Pas question de généraliser le pilori numérique pour les condamnés ! Placée devant le fait accompli avec une loi de 2014 concertant les employeurs coupables de travail illégal, la CNIL a prévenu le gouvernement que toute généralisation des publications de condamnations sur Internet serait inacceptable.

La loi du 10 juillet 2014 visant à « lutter contre la concurrence sociale déloyale » avait innové en toute discrétion, en prévoyant à son article 8 que les noms et états civils des personnes condamnées pour travail dissimulé, pour emploi de travailleurs étrangers en situation irrégulière et autres travail illégal soient publiés sur Internet.

« La juridiction peut ordonner que cette diffusion soit opérée, pour une durée maximale de deux ans, par les services du ministre chargé du travail sur un site internet dédié », prévoit désormais le code du travail. Ce faisant, il crée une sorte de mise au pilori numérique, inédite en France. Jusqu’alors, les juridictions pouvaient ordonner la publication d’extraits de condamnations judiciaires dans la presse, mais il n’existait pas de site internet dédié qui rassemble les noms de tous les condamnés.

Or c’est justement une dérive que condamne la CNIL. À l’occasion de la publication du décret d’application de la loi de 2014, la Commission a rendu public l’avis acerbe qu’elle avait adressé au gouvernement. Même si elle est est pieds et poings liés par la loi adoptée par le Parlement, la CNIL ne cache pas son agacement.

Une portée infamante excessive

Faisant remarquer qu’elle « n’avait pas été consultée avant l’adoption de la loi », elle rappelle tout d’abord « qu’un juste équilibre entre le caractère public d’une décision de justice et sa libre accessibilité sur internet doit être recherché pour éviter une atteinte excessive aux droits des personnes, au nombre desquels figurent en particulier le respect de la vie privée et la préservation des chances de réinsertion ».

La CNIL pointe des « questions de cohérence » soulevées par le dispositif et ne comprend pas pourquoi le législateur a prévu ce mécanisme pour ces infractions-là, qui ne sont pourtant pas les plus sévèrement plus punies par la loi.

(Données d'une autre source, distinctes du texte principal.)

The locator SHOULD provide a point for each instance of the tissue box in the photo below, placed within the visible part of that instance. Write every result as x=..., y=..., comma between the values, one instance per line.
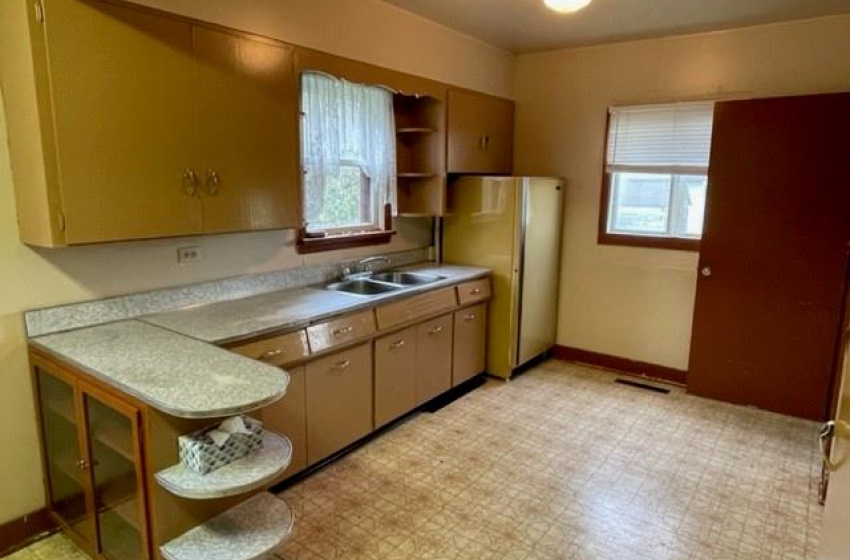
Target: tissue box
x=199, y=453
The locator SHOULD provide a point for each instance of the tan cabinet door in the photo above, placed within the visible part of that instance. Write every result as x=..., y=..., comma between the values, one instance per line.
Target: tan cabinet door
x=480, y=133
x=288, y=418
x=248, y=132
x=121, y=86
x=395, y=388
x=339, y=401
x=433, y=358
x=470, y=343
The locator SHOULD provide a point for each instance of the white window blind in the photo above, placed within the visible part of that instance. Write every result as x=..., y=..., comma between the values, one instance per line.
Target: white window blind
x=674, y=138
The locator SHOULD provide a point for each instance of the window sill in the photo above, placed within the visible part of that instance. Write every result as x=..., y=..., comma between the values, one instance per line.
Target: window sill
x=334, y=242
x=650, y=242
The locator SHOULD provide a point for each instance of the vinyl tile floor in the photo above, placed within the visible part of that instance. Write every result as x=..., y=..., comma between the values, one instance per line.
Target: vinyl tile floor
x=562, y=463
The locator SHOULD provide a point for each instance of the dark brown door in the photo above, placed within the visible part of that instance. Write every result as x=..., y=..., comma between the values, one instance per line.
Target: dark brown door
x=773, y=254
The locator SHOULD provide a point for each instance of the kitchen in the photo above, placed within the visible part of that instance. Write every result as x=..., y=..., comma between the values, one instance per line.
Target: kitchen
x=619, y=292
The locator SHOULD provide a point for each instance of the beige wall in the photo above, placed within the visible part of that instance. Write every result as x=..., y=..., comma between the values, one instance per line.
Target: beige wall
x=630, y=302
x=35, y=278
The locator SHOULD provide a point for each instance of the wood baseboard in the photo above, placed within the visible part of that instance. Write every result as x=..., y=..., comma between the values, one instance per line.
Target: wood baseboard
x=21, y=531
x=632, y=367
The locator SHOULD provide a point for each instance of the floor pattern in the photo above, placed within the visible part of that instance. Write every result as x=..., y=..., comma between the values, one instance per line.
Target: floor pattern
x=562, y=464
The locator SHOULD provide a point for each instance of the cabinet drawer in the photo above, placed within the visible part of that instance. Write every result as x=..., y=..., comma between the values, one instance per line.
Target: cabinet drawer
x=288, y=417
x=416, y=307
x=339, y=331
x=475, y=290
x=433, y=358
x=278, y=350
x=339, y=401
x=395, y=391
x=469, y=355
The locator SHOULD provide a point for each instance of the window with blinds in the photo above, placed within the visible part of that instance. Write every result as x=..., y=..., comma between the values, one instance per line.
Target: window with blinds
x=656, y=172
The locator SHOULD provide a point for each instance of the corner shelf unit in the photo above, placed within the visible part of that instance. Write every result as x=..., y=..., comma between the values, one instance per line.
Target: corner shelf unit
x=243, y=475
x=248, y=531
x=420, y=153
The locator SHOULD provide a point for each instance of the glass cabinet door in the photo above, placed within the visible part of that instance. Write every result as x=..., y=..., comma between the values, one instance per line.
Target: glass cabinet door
x=62, y=454
x=112, y=431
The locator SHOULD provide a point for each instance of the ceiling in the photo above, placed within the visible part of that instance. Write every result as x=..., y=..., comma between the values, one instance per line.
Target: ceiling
x=527, y=25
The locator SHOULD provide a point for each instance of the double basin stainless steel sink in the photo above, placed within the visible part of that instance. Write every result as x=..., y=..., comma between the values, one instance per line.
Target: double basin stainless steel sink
x=383, y=282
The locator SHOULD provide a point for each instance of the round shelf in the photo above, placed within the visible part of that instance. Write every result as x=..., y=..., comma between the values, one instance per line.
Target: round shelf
x=246, y=532
x=243, y=475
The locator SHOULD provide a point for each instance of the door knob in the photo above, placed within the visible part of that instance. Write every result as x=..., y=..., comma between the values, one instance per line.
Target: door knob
x=830, y=430
x=213, y=182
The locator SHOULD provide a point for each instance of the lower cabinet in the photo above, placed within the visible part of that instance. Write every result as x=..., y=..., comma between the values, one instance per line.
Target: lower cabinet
x=395, y=388
x=433, y=358
x=469, y=357
x=339, y=400
x=93, y=465
x=288, y=417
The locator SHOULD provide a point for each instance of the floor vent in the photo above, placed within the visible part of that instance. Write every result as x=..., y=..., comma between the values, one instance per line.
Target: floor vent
x=640, y=385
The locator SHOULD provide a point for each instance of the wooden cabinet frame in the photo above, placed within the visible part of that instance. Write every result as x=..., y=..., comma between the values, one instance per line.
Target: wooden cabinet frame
x=87, y=460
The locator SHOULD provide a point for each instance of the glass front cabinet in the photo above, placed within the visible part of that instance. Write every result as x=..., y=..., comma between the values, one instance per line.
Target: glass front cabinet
x=93, y=464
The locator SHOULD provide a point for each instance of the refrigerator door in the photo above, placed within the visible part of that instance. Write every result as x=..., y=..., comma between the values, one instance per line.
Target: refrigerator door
x=481, y=228
x=540, y=258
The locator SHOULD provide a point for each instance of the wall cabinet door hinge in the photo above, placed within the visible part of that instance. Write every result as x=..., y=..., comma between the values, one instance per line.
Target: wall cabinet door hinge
x=39, y=11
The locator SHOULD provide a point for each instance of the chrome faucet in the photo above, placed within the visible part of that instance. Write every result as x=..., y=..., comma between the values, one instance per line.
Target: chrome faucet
x=361, y=264
x=361, y=269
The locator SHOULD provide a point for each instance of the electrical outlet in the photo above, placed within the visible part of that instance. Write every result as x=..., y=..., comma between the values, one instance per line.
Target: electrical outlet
x=189, y=255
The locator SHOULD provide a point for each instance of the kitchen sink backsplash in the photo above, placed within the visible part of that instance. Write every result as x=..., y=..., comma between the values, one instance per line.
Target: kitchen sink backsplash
x=83, y=314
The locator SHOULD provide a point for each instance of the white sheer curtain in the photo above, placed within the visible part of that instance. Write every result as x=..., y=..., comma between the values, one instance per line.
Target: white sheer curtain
x=346, y=124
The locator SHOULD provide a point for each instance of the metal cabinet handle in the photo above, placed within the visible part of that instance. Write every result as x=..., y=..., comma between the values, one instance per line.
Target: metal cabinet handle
x=213, y=182
x=270, y=354
x=82, y=464
x=830, y=430
x=190, y=181
x=342, y=330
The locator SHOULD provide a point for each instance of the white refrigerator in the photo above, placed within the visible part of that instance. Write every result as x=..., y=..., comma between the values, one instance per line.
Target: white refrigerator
x=513, y=226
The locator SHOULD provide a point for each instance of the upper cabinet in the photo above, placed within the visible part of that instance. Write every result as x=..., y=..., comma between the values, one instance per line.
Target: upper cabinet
x=248, y=125
x=125, y=123
x=480, y=133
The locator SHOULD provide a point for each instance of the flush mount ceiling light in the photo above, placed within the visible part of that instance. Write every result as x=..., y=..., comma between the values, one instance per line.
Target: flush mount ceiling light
x=566, y=6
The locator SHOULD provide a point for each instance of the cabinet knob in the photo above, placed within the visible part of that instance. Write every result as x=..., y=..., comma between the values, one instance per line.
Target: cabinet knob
x=270, y=354
x=213, y=182
x=342, y=330
x=190, y=181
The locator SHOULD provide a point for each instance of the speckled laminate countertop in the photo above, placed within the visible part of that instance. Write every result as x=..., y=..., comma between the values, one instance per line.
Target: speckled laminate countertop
x=173, y=373
x=230, y=321
x=169, y=360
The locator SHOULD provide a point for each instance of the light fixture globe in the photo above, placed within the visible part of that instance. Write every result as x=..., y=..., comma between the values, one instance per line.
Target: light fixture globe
x=566, y=6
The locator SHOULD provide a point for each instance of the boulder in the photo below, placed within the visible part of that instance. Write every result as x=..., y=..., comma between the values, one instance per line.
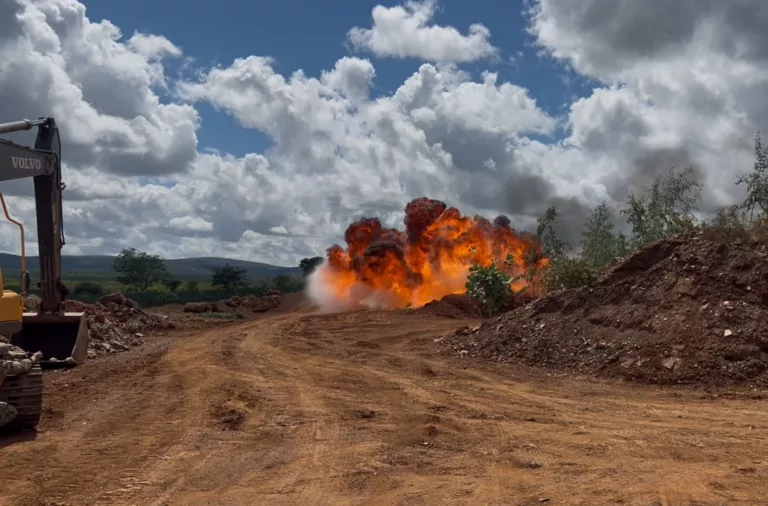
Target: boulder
x=197, y=307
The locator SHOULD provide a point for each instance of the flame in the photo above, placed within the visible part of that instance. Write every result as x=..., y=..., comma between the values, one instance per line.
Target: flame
x=389, y=268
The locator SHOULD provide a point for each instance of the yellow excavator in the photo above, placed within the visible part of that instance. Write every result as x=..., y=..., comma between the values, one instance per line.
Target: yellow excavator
x=60, y=337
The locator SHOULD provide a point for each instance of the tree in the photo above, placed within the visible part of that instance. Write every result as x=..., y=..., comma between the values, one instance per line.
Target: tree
x=664, y=209
x=488, y=287
x=286, y=284
x=139, y=269
x=756, y=181
x=172, y=284
x=228, y=276
x=562, y=271
x=308, y=265
x=599, y=246
x=88, y=288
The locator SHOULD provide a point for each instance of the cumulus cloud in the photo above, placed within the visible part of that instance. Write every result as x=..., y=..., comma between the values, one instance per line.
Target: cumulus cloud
x=667, y=94
x=684, y=83
x=403, y=32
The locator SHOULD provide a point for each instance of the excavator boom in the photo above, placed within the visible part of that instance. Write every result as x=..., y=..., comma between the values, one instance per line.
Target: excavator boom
x=61, y=337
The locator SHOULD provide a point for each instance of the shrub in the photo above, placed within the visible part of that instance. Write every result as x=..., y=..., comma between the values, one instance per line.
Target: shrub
x=488, y=288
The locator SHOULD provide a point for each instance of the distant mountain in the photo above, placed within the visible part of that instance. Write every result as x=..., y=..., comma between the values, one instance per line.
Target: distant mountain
x=182, y=268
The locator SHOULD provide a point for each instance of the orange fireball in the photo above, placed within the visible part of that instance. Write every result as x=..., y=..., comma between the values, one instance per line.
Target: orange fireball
x=431, y=259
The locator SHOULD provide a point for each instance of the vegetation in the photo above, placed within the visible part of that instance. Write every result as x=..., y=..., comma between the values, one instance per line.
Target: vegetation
x=308, y=265
x=228, y=276
x=148, y=279
x=668, y=207
x=139, y=270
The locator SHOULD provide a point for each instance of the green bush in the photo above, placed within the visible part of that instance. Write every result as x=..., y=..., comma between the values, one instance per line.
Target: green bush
x=488, y=288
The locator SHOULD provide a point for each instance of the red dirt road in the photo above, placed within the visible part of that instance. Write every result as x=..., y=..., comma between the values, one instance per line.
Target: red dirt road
x=359, y=408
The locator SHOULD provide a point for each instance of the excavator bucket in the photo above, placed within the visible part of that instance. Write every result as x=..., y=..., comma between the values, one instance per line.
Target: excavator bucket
x=62, y=338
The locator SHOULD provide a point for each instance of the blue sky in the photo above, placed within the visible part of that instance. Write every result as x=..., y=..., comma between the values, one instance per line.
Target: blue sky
x=310, y=35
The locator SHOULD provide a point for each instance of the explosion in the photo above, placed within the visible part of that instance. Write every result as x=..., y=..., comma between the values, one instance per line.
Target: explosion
x=389, y=268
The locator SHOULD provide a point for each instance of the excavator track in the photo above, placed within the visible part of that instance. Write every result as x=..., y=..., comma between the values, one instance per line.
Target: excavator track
x=25, y=393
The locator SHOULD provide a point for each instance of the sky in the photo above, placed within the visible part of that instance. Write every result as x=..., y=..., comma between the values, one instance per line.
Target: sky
x=260, y=130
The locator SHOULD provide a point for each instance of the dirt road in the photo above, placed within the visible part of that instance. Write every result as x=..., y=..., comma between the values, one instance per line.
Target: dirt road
x=299, y=409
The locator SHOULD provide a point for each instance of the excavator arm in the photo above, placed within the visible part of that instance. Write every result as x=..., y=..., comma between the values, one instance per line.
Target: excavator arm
x=61, y=337
x=43, y=164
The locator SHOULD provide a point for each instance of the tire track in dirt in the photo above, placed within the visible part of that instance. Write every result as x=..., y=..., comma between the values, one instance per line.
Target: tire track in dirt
x=360, y=408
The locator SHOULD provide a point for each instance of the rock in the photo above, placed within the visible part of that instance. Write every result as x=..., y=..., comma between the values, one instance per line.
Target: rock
x=17, y=367
x=8, y=413
x=113, y=298
x=197, y=307
x=674, y=312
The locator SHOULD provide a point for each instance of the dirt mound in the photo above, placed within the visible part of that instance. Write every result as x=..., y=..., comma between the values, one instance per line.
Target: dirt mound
x=116, y=323
x=679, y=311
x=235, y=304
x=457, y=306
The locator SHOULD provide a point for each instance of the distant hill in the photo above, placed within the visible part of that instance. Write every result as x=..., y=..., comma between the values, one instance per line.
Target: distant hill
x=182, y=268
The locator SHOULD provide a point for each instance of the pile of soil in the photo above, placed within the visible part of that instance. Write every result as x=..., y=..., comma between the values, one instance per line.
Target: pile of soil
x=237, y=304
x=458, y=306
x=679, y=311
x=116, y=323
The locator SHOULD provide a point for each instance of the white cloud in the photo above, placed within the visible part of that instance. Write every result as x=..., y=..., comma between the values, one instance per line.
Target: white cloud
x=153, y=46
x=137, y=177
x=403, y=32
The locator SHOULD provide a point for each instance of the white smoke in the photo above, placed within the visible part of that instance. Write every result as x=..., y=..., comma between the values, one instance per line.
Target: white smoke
x=326, y=295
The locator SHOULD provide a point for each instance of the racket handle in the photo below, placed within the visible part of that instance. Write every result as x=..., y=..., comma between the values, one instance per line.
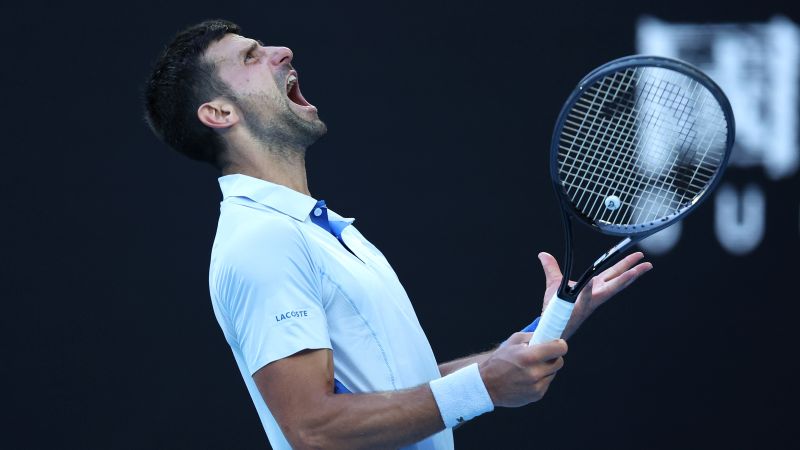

robots.txt pour interdire l’indexation

Le gendarme de la vie privée craint d’y voir de la part du gouvernement une volonté d’expérimenter une publication qui pourrait progressivement être généralisée à l’ensemble des infractions pénales. Elle prévient donc d’emblée qu’elle « considère qu’une telle systématisation de la diffusion sur internet des condamnations, par la portée infamante qu’elle comporte, serait de nature à porter une atteinte excessive aux droits et libertés fondamentaux ».

Las, elle ne peut pas faire obstacle à ce que la loi impose, et doit donc se contenter de minimiser les dégâts, en particulier pour s’assurer que les listings ne soient pas archivés à long terme par des internautes peu soucieux du droit à l’oubli.

Les condamnations seront diffusées sous formes d’images (des fichiers JPG) difficilement indexables, auront un fichier robots.txt interdisant en principe leur référencement par les moteurs de recherche, et « chaque internaute, avant de consulter les listes de condamnations, devra accepter ces conditions en cochant une case prévue à cet effet ». Des mesures de sauvegarde déjà imposées pour les déclarations de patrimoine des parlementaires, ou pour les déclarations d’intérêts des professionnels de santé.